Al amanecer, tras despedirnos afectuosamente de madre y de las mozas que, como ocasión única que era, vinieron al puerto para decirnos adiós, zarpamos de Santa Marta sabiendo que tardaríamos mucho en volver, que habían de acontecer muchos extraordinarios sucesos antes de que regresáramos y que existía el peligro de que alguna cosa saliera mal y nuestro retorno no fuera tan feliz como deseábamos. A estas alturas, tanto los marineros como las mozas conocían la situación. Mi padre los había reunido en el gran salón mientras yo escribía en mi aposento y les había puesto al tanto de todo, pues su ayuda y su silencio nos iban a resultar muy precisos. Contarlo a las mozas fue decisión de madre, que dijo que allí todo el mundo era de la familia y que hasta los animales debían estar presentes para escuchar el propósito. Mi señor padre, como siempre, cedió.
Todo estaba muy pensado. En cuanto bajamos a tierra en Cartagena de Indias, mandé prestamente a Juanillo al taller de carpintería con la misiva y el pliego para el rey Benkos, pidiéndole que rogara al esclavo que trabajaba allí que enviase el mensaje con la mayor premura para que llegase cuanto antes a su destino. Quienes debíamos acompañar a mi padre a la hacienda de Melchor éramos los cuatro españoles de a bordo. A nosotros tendría que prestarnos atención el alcalde, que ejercía de juez en cuestiones civiles, pues, al ser españoles y cristianos, la ley no le permitía ignorar nuestra demanda ni nuestros testimonios. Así pues, Jayuheibo, Antón, Negro Tomé y Miguel quedaron a la espera, en el puerto, por si su ayuda nos era precisa para volver al barco ya que sabía de cierto que Melchor de Osuna emplearía a sus hombres para obligarnos a salir de la hacienda por la fuerza.

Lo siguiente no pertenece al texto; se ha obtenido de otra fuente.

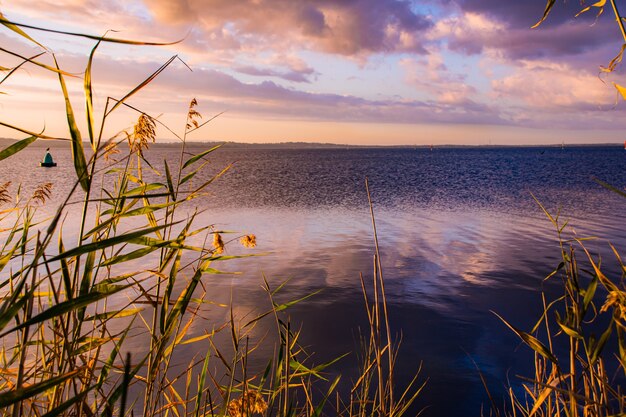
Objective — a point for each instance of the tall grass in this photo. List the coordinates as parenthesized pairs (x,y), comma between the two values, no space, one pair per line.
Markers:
(579,341)
(65,330)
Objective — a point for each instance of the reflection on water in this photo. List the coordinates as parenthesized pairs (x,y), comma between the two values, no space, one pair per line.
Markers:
(460,236)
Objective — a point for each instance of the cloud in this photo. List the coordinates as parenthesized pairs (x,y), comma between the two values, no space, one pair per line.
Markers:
(431,75)
(294,76)
(350,28)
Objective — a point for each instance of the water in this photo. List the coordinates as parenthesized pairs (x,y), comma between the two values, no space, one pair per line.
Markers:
(460,235)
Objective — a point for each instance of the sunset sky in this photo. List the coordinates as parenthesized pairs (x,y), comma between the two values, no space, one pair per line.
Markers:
(341,71)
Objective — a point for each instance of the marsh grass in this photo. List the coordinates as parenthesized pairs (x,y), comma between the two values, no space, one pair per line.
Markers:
(579,341)
(71,305)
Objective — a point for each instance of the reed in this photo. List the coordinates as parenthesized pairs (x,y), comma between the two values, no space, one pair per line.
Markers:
(64,334)
(579,341)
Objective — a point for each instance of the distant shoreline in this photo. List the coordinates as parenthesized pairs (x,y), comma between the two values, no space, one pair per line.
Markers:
(4,142)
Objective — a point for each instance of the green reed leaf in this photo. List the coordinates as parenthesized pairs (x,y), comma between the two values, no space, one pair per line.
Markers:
(600,4)
(89,98)
(78,153)
(597,351)
(16,147)
(63,307)
(531,341)
(170,183)
(105,243)
(6,22)
(63,407)
(142,84)
(549,6)
(89,344)
(136,254)
(114,314)
(15,28)
(22,393)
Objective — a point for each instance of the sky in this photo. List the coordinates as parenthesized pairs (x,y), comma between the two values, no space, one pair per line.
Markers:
(369,72)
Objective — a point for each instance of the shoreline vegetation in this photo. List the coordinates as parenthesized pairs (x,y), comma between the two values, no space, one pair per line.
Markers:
(71,304)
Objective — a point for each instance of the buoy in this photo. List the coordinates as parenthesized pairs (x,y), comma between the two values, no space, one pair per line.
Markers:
(47,160)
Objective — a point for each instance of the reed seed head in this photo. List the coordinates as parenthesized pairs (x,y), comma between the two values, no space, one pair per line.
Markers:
(193,115)
(110,150)
(617,301)
(218,243)
(143,133)
(4,193)
(250,403)
(248,241)
(42,193)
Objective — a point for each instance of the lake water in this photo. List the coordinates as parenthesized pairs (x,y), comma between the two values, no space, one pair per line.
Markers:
(460,236)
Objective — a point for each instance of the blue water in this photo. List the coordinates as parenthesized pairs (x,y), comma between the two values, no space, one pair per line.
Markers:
(460,236)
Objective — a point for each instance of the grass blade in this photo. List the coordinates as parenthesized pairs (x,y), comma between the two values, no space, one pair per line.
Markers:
(16,147)
(78,153)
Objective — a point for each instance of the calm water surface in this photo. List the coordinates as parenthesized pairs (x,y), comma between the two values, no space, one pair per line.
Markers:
(460,236)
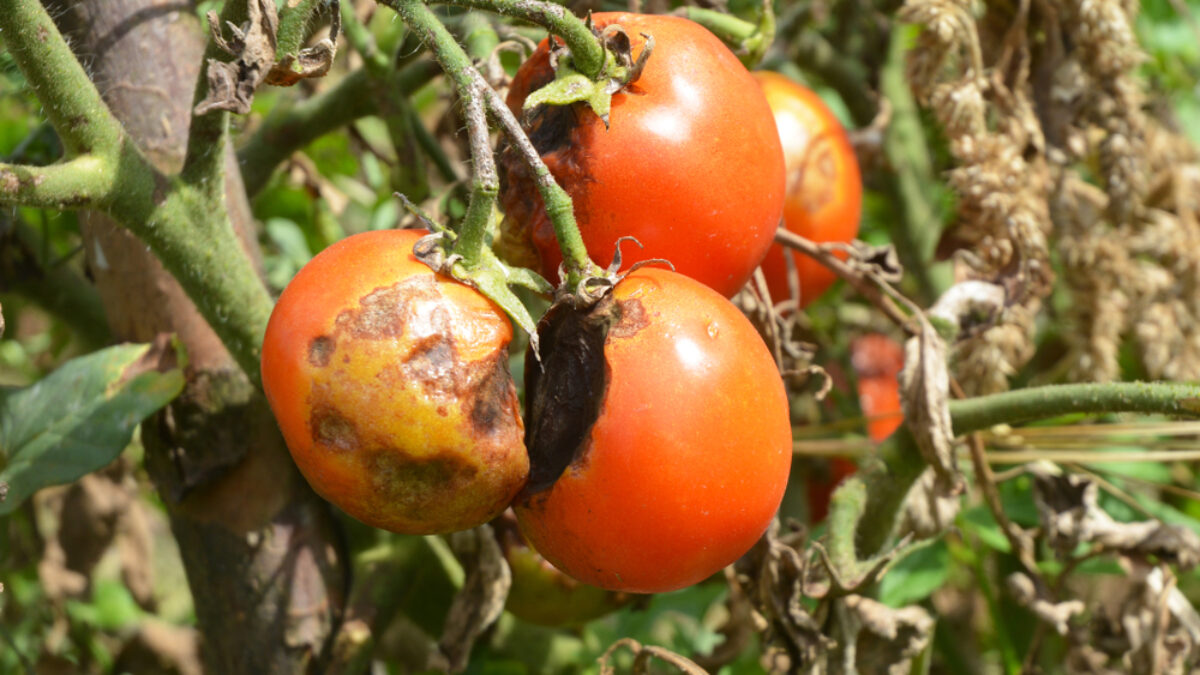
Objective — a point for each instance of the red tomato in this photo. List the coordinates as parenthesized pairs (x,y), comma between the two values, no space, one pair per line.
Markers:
(687,463)
(690,165)
(877,360)
(825,190)
(391,387)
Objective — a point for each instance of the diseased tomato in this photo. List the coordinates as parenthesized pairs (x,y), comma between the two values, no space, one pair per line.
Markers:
(676,430)
(877,362)
(690,163)
(391,387)
(825,190)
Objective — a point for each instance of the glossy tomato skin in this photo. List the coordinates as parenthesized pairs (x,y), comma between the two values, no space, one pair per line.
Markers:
(688,460)
(825,187)
(391,387)
(690,163)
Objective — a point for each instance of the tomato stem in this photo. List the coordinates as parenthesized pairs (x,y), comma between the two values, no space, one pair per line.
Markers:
(477,96)
(586,51)
(749,41)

Cuando estuvimos a la distancia correcta, mi padre nos detuvo bajo aquellos cocoteros, el sombreado lugar en el que podríamos esperar una hora sin morir bajo los rayos del sol. Lucas, Rodrigo, Mateo y yo estábamos muy inquietos, no sabíamos cómo acabaría aquella extraña jornada ni si las cosas saldrían como esperábamos. Por más, yo tenía ante mí, pasara allí lo que pasase, un largo día de sufrimiento pensando en mi padre, que estaría caminando solo por las peligrosas montañas y las temibles ciénagas hasta que los hombres de Benkos le salieran al encuentro.
Acomodados en el suelo, bajo la sombra, recuerdo que empezamos a charlar y a reír y que, cuando vimos salir a mi señor padre de la hacienda e internarse discretamente en la selva, hicimos como que no le habíamos advertido por poder jurar luego que había sido así, y, entonces, empezamos a armar bulla y jarana, más porque no podíamos estar sosegados sabiendo lo que se avecinaba que por verdadera diversión.